Pada titik itu, barangkali kampus bukan cuma gedung
pencetak manusia berotak pandai, ia akan lebih bermakna jika membangun
pendidikan edukatif yang membuat peserta didik cinta belajar. Tapi mungkin itu
mimpi yang minta diwujudkan dari waktu ke waktu. Tak pernah nyata.
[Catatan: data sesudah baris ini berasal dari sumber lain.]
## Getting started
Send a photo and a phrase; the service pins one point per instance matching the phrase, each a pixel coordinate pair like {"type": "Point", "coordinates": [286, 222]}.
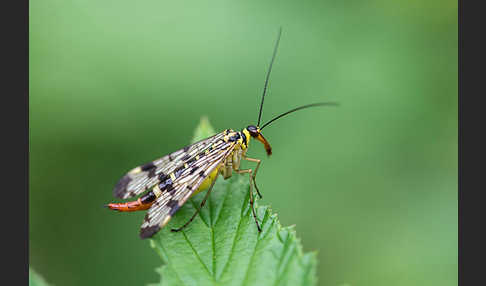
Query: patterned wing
{"type": "Point", "coordinates": [169, 202]}
{"type": "Point", "coordinates": [146, 176]}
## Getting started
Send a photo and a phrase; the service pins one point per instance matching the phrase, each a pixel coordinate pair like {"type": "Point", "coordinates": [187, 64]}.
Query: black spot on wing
{"type": "Point", "coordinates": [163, 177]}
{"type": "Point", "coordinates": [193, 169]}
{"type": "Point", "coordinates": [148, 166]}
{"type": "Point", "coordinates": [121, 187]}
{"type": "Point", "coordinates": [173, 205]}
{"type": "Point", "coordinates": [185, 157]}
{"type": "Point", "coordinates": [151, 173]}
{"type": "Point", "coordinates": [149, 231]}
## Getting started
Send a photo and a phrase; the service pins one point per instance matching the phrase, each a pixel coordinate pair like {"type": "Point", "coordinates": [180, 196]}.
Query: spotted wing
{"type": "Point", "coordinates": [146, 176]}
{"type": "Point", "coordinates": [169, 202]}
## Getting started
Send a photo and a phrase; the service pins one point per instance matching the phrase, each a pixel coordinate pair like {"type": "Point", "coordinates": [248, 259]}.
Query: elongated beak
{"type": "Point", "coordinates": [265, 144]}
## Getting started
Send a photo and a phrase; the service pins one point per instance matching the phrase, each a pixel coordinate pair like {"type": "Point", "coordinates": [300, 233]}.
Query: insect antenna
{"type": "Point", "coordinates": [299, 108]}
{"type": "Point", "coordinates": [268, 74]}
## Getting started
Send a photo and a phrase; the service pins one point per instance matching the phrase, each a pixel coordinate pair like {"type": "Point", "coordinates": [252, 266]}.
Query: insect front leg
{"type": "Point", "coordinates": [249, 171]}
{"type": "Point", "coordinates": [199, 209]}
{"type": "Point", "coordinates": [258, 161]}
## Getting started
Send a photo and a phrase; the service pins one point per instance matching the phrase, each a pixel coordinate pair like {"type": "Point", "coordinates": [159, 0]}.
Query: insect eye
{"type": "Point", "coordinates": [253, 130]}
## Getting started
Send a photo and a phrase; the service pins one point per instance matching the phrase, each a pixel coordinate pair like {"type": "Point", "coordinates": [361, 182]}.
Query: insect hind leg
{"type": "Point", "coordinates": [252, 200]}
{"type": "Point", "coordinates": [253, 175]}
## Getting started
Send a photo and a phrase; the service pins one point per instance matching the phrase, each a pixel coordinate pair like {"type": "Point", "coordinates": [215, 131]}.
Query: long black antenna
{"type": "Point", "coordinates": [299, 108]}
{"type": "Point", "coordinates": [268, 74]}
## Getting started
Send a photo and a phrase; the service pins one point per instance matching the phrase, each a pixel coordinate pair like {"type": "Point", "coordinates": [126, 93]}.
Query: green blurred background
{"type": "Point", "coordinates": [371, 185]}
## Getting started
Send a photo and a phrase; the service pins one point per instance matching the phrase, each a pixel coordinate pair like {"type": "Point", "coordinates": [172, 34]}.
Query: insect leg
{"type": "Point", "coordinates": [258, 161]}
{"type": "Point", "coordinates": [199, 209]}
{"type": "Point", "coordinates": [249, 171]}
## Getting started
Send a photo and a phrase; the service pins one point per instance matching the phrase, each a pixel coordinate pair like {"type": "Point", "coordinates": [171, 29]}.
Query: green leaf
{"type": "Point", "coordinates": [35, 279]}
{"type": "Point", "coordinates": [222, 245]}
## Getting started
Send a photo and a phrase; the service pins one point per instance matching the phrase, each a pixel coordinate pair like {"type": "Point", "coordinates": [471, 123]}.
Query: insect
{"type": "Point", "coordinates": [171, 180]}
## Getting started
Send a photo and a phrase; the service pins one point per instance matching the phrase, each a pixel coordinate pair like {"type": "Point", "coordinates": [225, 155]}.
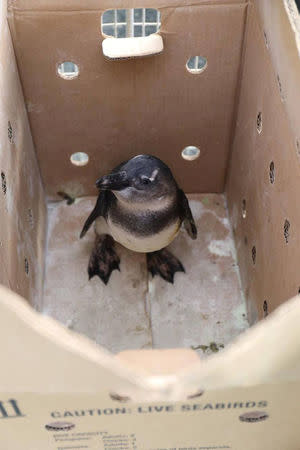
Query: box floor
{"type": "Point", "coordinates": [203, 308]}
Masalahnya, banyak tutor yang menjelaskan pentingnya sinau dengan sedikit nada olok-olok. “Pelajar tanpa
membaca,” kata seorang dosen suatu hari, “susah merumuskan masalah penelitian,
karena hidupnya sendiri sudah masalah.” Saya terdiam mendengar itu sembari berpikir bahwa semua orang sudah paham hal itu: betapa membaca sebenarnya penting menunjang proses belajar--untuk tidak mengatakan itu adalah keniscayaan. Tapi, tak pernah ada upaya serius dari kampus untuk membuat iklim cinta belajar itu sendiri. Jadi tugas kampus itu
apa? Menarik biaya yang mahal? Dan mengolok mahasiswa yang tak rajin belajar? Tanpa
membimbing dengan edukatif?
Jangan-jangan, kampus itu jaya karena mahasiswa yang
tekun belajar mandiri. Jangan-jangan, kampus tak cakap menempa anak-anaknya
untuk gemar menatap bacaan.
Ada yang salah dengan pendidikan Indonesia, sejak SD
hingga SMA siswa mendapat pelajaran Bahasa Inggris, namun ketika masuk kampus tak
mampu bercakap dengan bahasa itu. siapa yang salah? Jokowi? Donal Trump? Oh,
mungkin jangkrik di sawah bisa jadi kambing hitam. Alasannya dipikir belakang.
Kita kebingungan mengurai problem pendidikan itu,
karena hampir semua ceruk-ceruk mengandung persoalan. ceruk lingkungan menyumbang hal itu:
pelajar yang membaca buku di depan kelas akan segera diolok-olok temannya
sebagai bocah yang sok rajin, sok pintar, dan segenap sok saudaranya. Kalau di
sekolah atau kampus sudah umum hal demikian, kita tak bisa berharap tukang becak
yang sepi pelanggan rajin belajar.
Akibatnya tak ada yang menjadikan rutinitas belajar
sebagai prioritas. Tapi tak perlu khawatir, pertanyaan menohok dari dosen banyak
efektif membuat mahasiswa segera membuka buku: apa judul penelitian skripsimu?
Sistem pembelajaran di kampus mungkin salah, lingkungan
mahasiswa mungkin salah. Yang jelas salah adalah saya yang mengolok-olok
semuanya hingga tampak sok suci.
Satu-satunya yang mungkin benar adalah bocah pembaca buku Yuval Noah Harari di pojok gedung sepi tanpa ribut-ribut.